The whole episode does not bode well for the prospects that Obama and Congress will do something substantive about the unsustainability of Social Security and Medicare. “If the long-term issue is entitlement reform,” said Joel Slemrod, a University of Michigan economist, “the fact that the political system cannot say no to $250 checks to elderly people is a bad sign.”
State Rep. Brenda Landwehr, R-Wichita, and other GOP legislators have jumped on a national bandwagon aimed at opting out of national health reform state by state. “We were created to have state sovereignty,” Landwehr said. “We were not set up to have the federal government tell the states who, what, when, where and how.” But their Health Care Freedom Amendment requires two-thirds support in the Legislature and majority approval at the polls, which can be hard to come by in Kansas. And if the constitutional amendment prevailed and Kansans were protected from federal health insurance mandates, would they find it any easier to get and keep insurance and access affordable health care?
“Former Vice President Dick Cheney has accused the White House of ‘dithering’ over the strategy for the war in Afghanistan. The White House said they’re thinking it over, and they should have an answer for him in six to eight weeks.” — Jay Leno
“President Obama just declared the swine flu outbreak a national emergency. A couple of weeks ago, it was like, ‘Calm down, it’s going to be fine.’ . . . Make up your mind. This thing is like the Brett Favre of infectious diseases.” — Jimmy Fallon
“In response to Obama’s declaration, the Republican leaders this morning came out in support of the swine flu.” — Jimmy Kimmel
Two New York Times columnists have offered thoughtful cases against giving Gen. Stanley McChrystal the extra troops he wants in Afghanistan.

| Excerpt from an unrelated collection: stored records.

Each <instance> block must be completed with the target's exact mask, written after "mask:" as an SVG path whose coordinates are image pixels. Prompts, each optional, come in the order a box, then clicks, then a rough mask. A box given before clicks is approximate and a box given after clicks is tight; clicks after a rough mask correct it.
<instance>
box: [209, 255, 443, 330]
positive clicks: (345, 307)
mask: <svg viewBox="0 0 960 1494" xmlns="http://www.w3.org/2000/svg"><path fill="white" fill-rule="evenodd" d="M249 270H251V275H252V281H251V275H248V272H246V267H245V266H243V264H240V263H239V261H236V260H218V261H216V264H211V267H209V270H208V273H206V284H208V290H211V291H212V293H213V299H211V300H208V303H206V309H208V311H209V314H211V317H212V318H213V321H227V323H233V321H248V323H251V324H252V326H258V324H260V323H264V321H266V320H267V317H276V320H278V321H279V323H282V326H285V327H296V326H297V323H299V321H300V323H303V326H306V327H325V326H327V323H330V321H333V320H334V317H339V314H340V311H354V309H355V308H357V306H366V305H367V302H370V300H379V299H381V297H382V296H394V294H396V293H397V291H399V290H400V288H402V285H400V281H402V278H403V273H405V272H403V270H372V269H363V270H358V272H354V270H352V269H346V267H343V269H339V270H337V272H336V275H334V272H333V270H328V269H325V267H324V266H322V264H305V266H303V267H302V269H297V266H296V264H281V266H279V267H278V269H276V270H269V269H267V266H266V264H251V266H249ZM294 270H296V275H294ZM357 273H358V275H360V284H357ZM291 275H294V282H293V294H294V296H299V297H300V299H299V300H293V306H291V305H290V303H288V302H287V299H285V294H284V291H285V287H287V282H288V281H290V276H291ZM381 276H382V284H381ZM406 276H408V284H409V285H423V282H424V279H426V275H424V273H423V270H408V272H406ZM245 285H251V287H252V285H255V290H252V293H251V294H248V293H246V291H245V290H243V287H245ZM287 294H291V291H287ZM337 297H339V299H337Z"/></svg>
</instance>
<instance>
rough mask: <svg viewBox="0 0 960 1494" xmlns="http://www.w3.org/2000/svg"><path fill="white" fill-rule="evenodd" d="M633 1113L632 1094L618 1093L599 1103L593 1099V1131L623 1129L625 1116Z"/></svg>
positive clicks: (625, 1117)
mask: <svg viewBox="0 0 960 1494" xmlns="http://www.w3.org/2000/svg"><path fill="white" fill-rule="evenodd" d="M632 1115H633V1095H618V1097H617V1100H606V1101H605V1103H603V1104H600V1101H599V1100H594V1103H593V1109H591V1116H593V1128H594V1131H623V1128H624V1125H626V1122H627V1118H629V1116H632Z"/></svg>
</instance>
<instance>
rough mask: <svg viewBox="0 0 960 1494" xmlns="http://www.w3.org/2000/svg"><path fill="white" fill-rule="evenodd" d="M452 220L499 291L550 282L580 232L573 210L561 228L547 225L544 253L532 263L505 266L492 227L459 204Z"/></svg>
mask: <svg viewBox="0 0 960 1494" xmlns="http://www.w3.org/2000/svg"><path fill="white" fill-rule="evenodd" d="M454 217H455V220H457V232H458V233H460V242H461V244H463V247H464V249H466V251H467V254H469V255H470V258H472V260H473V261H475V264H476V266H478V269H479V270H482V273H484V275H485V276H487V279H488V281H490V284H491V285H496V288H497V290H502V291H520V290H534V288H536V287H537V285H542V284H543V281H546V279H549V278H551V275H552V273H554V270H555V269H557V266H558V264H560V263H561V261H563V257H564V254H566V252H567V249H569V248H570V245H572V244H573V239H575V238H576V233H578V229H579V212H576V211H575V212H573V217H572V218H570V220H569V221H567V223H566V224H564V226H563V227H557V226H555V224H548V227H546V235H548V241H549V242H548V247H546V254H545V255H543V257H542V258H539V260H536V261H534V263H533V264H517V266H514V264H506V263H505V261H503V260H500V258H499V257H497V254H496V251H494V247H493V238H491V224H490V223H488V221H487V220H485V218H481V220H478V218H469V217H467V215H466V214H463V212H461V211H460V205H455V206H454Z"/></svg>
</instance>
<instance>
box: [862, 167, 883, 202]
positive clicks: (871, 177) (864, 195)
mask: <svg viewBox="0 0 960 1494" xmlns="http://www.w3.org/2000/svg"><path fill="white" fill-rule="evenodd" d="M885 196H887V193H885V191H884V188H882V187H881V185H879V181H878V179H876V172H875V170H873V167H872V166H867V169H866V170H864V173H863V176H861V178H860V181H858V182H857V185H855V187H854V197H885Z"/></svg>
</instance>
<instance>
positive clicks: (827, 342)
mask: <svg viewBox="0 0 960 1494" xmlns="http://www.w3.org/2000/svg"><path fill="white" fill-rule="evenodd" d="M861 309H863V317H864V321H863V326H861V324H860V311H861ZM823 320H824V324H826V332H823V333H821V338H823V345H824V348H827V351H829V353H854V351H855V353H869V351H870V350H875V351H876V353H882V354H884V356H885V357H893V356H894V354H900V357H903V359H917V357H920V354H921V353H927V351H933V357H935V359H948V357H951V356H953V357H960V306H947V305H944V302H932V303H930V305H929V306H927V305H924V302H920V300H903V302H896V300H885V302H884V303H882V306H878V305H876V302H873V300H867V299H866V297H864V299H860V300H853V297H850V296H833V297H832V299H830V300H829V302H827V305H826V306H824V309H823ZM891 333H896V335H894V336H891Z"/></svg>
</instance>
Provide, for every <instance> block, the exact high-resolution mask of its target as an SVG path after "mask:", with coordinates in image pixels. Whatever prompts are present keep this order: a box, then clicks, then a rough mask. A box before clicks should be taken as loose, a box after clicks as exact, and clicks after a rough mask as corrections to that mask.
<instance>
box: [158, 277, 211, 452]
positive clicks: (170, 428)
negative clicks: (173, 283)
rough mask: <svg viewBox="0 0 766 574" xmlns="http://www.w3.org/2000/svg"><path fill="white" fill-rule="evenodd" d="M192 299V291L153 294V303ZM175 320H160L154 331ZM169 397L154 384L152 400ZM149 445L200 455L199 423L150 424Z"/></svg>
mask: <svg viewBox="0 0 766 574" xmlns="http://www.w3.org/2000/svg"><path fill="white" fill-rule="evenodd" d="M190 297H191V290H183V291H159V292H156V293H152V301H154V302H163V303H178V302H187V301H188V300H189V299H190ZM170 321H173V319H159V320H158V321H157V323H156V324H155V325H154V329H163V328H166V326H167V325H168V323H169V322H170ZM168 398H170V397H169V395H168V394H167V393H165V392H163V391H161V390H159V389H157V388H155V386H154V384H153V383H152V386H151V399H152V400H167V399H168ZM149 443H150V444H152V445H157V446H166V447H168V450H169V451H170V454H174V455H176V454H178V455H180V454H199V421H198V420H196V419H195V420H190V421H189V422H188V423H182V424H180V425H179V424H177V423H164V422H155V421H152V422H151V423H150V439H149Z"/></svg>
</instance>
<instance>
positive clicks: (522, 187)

Arguing that digging deeper in Afghanistan will weaken the United States, Thomas Friedman wrote: “We simply do not have the Afghan partners, the NATO allies, the domestic support, the financial resources or the national interests to justify an enlarged and prolonged nation-building effort in Afghanistan.”
Suggesting there are better uses for U.S. dollars right now than “inflaming Pashtun nationalism,” Nicholas Kristof doubts more troops will do the trick. He wrote: “We have been fighting in Afghanistan for twice as long as we fought in World War II, with a current price tag estimated to be more than $60 billion a year. Standard counterinsurgency ratios of troops to civilians suggest we would need 650,000 troops (including Afghans) to pacify the country. So will adding 40,000 more to the 68,000 already there make a difference to justify the additional annual cost of $10 billion to $40 billion, especially since they may aggravate the perception of Americans as occupiers?”
If President Obama is disappointed in his point-woman in the House, he wasn’t showing it Monday at a Democratic fundraiser in Miami Beach. “I don’t think people quite understand. Nancy Pelosi is not simply the first woman speaker of the House,” he told the crowd. “I think she’s going to go down as one of the greatest speakers of all time. And she’s very nice and she’s very friendly, but, boy, she is tough. And that’s what you need when you’re putting up with all the criticism and the carping and the griping — and that’s from the Democrats. I mean, you should see what she has to put up with — from the Republicans. So I could not have a better partner in trying to move the country than Nancy Pelosi.”